The “fleeing” refers only to some insurance companies no longer offering specialized insurance plans on the state-run Exchanges (the ones that come with subsidies for lower-income folks). If a person earns too much to receive a tax subsidy, which is the majority of Americans, he or she can go directly to an insurance carrier and buy a plan during open enrollment. Outside of the Exchanges, there are many plan and carrier options everywhere.
This “fleeing” affects a very small portion of insured folks, and doesn’t actually destroy an individual’s ability to choose a health plan. While a few states (the President refers to about five mostly) have only one insurance carrier (like BlueCross), even a sole insurer must offer more than one level of coverage. For example, if BlueCross BlueShield is the only insurer on the Exchange, individuals who are eligible for tax subsidies will only be able to receive that subsidy on a BlueCross BlueShield plan; however, there are 3-6 different plans of varying coverage levels and out of pocket costs available to pick.
One issue with the Affordable Care Act was a severe education gap – people did not know how to use the Exchanges or whether they should even be looking for plans on them. The vast majority of uninsured folks do not qualify for a subsidy because they earn more than the income threshold. These people should not be going to the Exchanges for plans, as those are costed higher (due to higher coverage standards and the premium is significantly reduced with the subsidies) than equivalent plans bought directly from insurers.

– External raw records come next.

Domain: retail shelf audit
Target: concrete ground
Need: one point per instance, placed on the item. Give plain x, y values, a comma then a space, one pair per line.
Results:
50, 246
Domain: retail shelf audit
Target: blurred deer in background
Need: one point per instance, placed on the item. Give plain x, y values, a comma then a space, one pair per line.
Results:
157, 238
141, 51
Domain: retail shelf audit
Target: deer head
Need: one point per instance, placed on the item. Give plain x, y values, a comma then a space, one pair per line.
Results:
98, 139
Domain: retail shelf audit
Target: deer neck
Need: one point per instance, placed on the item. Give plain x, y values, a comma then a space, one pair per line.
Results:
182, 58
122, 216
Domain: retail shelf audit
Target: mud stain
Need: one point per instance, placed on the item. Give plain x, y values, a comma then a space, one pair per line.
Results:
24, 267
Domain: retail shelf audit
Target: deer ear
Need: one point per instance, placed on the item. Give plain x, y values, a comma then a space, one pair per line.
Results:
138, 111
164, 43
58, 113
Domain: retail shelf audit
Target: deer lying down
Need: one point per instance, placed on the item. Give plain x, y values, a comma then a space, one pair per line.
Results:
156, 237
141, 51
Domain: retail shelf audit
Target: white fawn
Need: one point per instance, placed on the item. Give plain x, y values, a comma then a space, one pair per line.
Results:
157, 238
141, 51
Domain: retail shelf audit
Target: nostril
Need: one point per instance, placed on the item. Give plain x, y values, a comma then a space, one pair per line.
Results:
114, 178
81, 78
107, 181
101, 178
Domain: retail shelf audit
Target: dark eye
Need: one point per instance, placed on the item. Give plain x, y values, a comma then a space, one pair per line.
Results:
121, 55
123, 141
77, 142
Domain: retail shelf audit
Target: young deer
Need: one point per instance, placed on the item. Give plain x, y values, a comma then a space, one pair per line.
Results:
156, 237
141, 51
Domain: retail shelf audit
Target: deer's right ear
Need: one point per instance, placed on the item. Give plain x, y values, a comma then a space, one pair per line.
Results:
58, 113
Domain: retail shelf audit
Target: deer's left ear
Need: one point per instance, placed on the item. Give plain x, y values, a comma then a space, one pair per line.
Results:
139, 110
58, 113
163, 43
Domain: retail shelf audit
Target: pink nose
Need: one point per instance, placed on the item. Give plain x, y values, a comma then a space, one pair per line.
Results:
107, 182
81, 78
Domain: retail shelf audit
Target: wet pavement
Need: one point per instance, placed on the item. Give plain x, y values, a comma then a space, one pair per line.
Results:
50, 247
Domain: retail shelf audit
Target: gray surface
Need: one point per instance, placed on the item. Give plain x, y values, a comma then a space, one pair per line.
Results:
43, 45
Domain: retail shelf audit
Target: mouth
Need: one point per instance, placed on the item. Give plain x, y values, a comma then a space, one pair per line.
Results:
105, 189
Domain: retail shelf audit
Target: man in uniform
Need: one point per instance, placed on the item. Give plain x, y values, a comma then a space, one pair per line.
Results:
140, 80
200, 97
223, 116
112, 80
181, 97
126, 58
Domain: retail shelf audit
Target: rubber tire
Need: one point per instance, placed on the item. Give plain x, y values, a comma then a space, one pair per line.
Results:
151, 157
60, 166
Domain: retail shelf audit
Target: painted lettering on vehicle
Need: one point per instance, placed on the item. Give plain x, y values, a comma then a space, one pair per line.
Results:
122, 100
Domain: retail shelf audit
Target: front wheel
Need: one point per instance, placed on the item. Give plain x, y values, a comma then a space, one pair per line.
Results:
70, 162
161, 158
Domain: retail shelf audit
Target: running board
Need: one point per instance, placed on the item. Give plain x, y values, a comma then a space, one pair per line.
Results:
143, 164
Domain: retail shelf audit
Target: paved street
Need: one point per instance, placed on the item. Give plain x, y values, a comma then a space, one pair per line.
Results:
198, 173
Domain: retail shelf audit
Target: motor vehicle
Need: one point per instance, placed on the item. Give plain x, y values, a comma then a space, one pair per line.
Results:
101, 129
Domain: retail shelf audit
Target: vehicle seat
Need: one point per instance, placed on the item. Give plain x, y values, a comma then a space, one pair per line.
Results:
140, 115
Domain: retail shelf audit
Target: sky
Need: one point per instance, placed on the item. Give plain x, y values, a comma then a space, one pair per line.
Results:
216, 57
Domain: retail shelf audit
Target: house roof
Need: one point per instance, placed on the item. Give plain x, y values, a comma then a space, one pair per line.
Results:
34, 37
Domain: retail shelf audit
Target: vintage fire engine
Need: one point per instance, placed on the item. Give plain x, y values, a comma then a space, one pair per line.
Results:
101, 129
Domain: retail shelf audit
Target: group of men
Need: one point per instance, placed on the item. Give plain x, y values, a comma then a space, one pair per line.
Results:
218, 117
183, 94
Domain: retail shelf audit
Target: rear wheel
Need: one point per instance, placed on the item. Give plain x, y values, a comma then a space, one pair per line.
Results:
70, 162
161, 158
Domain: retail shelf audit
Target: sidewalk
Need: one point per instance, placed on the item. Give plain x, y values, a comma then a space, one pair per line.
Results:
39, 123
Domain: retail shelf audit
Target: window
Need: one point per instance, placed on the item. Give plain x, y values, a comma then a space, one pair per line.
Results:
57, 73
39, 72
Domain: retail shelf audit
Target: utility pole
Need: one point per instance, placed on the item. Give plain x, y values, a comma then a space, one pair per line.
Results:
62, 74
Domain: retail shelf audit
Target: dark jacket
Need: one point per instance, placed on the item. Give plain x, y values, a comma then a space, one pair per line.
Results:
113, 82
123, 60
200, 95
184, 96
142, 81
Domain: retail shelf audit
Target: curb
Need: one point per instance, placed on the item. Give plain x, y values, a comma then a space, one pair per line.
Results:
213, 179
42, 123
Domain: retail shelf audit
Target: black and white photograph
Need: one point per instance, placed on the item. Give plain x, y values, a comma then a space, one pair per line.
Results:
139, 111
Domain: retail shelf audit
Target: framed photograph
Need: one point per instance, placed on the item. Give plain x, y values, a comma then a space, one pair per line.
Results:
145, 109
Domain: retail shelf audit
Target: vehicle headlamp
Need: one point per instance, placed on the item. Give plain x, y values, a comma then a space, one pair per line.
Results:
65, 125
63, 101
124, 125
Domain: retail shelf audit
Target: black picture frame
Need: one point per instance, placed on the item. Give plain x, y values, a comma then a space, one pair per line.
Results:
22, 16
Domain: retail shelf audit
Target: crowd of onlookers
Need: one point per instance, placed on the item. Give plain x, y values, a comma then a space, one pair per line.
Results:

Yes, insurance companies are not doing well with the Exchange, but the Exchange is only one, small portion of the Affordable Care Act. Any individual can still go directly to one of the many insurance carriers in each state and purchase a plan for his or her family. The President and Congressional supporters are overblowing a comparatively minor problem with the Affordable Care Act and making it seem like the entire system relies on this premise. The Exchange problem can be solved independently, but the current administration is too busy trying to convince America that we need a restart. Don’t let a salt cube in a sugar box ruin the box, just remove the salt cube.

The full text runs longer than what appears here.